Tujuan Partai Buruh juga punya masalah mendasar. Soal tidak adanya lawan bicara Arab yang bertanggung jawab yang bisa diajak untuk merundingkan masa depan wilayah dan kepada siapa wilayah-wilayah itu harus dilepaskan, misalnya. Tokoh lama yang disukai partai itu sebagai lawan bicara adalah Raja Husein dari Yordania. Bertahun-tahun, Raja Husein berusaha menarik ulur menggoda para pemimpin Israel dengan prospek negosiasi tetapi tidak pernah bergerak lebih dari sekedar pertemuan rahasia dengan mereka. Kemudian, pada Juli 1988, dia menarik diri dari permainan diplomatik dengan Israel. Setidaknya untuk beberapa waktu mendatang. Dengan melepaskan klaim kerajaannya atas Tepi Barat.

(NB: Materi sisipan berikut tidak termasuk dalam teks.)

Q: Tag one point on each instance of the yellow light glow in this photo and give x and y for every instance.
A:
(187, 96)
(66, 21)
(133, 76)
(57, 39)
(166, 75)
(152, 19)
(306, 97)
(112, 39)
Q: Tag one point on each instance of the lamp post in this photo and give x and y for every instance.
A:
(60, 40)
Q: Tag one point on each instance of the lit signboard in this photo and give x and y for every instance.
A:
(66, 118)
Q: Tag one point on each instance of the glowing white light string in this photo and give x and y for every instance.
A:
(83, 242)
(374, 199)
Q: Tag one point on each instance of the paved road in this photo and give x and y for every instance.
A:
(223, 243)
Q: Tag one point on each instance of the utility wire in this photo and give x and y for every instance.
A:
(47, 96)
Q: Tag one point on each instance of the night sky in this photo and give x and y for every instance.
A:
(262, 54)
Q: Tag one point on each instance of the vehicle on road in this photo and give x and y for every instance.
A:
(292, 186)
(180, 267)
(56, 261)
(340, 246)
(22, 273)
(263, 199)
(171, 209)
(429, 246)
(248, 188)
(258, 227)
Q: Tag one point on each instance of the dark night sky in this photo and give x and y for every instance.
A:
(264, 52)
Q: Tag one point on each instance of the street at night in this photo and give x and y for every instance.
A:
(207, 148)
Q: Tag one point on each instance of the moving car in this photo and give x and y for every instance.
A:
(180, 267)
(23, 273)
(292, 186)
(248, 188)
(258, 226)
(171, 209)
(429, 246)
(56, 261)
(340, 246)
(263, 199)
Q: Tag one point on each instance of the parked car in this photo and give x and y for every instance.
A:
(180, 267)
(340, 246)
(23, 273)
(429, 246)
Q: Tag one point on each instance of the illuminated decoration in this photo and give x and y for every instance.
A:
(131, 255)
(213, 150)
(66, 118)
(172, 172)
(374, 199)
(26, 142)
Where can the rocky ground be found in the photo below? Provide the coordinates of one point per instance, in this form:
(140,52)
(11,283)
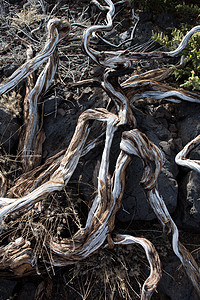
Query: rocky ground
(118,273)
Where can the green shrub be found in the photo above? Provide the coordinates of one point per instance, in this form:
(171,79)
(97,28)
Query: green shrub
(189,76)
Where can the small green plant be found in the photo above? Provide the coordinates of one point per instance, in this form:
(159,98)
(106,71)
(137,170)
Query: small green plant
(27,16)
(189,12)
(189,76)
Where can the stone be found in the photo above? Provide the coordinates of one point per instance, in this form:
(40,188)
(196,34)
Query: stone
(9,131)
(174,283)
(6,289)
(188,212)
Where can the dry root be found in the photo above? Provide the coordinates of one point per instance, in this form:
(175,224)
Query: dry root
(19,255)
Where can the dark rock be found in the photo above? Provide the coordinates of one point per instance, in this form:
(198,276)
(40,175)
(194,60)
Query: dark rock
(174,282)
(6,289)
(9,131)
(9,69)
(188,212)
(188,121)
(27,291)
(51,104)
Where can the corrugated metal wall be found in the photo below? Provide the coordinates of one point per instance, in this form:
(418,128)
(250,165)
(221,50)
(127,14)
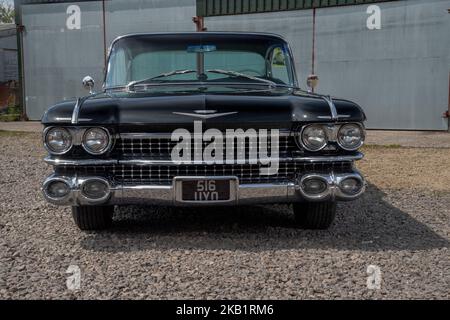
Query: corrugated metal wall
(57,58)
(209,8)
(399,74)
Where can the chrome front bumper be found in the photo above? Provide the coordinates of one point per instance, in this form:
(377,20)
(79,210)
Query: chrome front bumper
(244,193)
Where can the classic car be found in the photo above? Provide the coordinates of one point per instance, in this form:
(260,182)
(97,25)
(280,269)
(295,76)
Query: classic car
(202,119)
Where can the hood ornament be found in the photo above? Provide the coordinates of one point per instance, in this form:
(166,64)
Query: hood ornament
(205,114)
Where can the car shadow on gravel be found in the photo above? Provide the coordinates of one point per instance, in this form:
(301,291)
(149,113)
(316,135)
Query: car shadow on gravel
(368,224)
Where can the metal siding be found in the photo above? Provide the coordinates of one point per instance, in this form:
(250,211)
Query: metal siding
(136,16)
(399,74)
(55,58)
(207,8)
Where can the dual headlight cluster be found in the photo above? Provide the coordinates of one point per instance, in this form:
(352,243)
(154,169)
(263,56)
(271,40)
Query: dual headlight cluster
(59,141)
(315,137)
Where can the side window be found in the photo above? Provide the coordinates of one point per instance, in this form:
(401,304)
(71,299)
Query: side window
(278,65)
(118,69)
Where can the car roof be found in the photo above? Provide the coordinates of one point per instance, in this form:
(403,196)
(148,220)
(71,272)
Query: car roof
(207,35)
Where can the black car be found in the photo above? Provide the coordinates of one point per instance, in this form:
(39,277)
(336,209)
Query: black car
(206,118)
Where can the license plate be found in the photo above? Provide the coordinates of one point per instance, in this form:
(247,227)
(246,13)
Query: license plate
(205,190)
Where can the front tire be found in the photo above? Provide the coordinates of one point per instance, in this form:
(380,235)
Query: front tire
(314,215)
(93,217)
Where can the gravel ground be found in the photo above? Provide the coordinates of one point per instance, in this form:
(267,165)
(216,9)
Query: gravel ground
(401,225)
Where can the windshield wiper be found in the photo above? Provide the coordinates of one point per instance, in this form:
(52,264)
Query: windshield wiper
(242,75)
(130,86)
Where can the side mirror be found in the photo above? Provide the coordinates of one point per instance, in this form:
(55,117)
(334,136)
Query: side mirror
(312,81)
(88,84)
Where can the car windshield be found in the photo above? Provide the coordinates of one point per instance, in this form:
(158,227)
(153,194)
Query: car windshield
(176,59)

Adapun penduduk Arab di wilayah tersebut, mereka menolak bertanggung jawab untuk bernegosiasi dengan Israel. Mereka sebaliknya, menunjuk Pemimpin PLO Yaser Arafat sebagai jurubicara. PLO, tentu saja, semakin semangat untuk berbicara dengan Israel dalam beberapa tahun terakhir. Bahkan sampai mengucapkan kata-kata ajaib yang dituntut oleh Washington. Tetapi bagi kebanyakan masyarakat Israel, dia tetap tidak dapat diterima sebagai pihak yang bernegosiasi. Ia tidak memenuhi syarat sebagai lawan bicara karena enggan untuk benar-benar menerima keberadaan Israel; dengan catatan panjang sikapnya yang berwajah ganda (duplicity) dan aksi kekerasan yang dilakukannya. Dan terutama karena kurangnya otoritasnya yang sebenarnya.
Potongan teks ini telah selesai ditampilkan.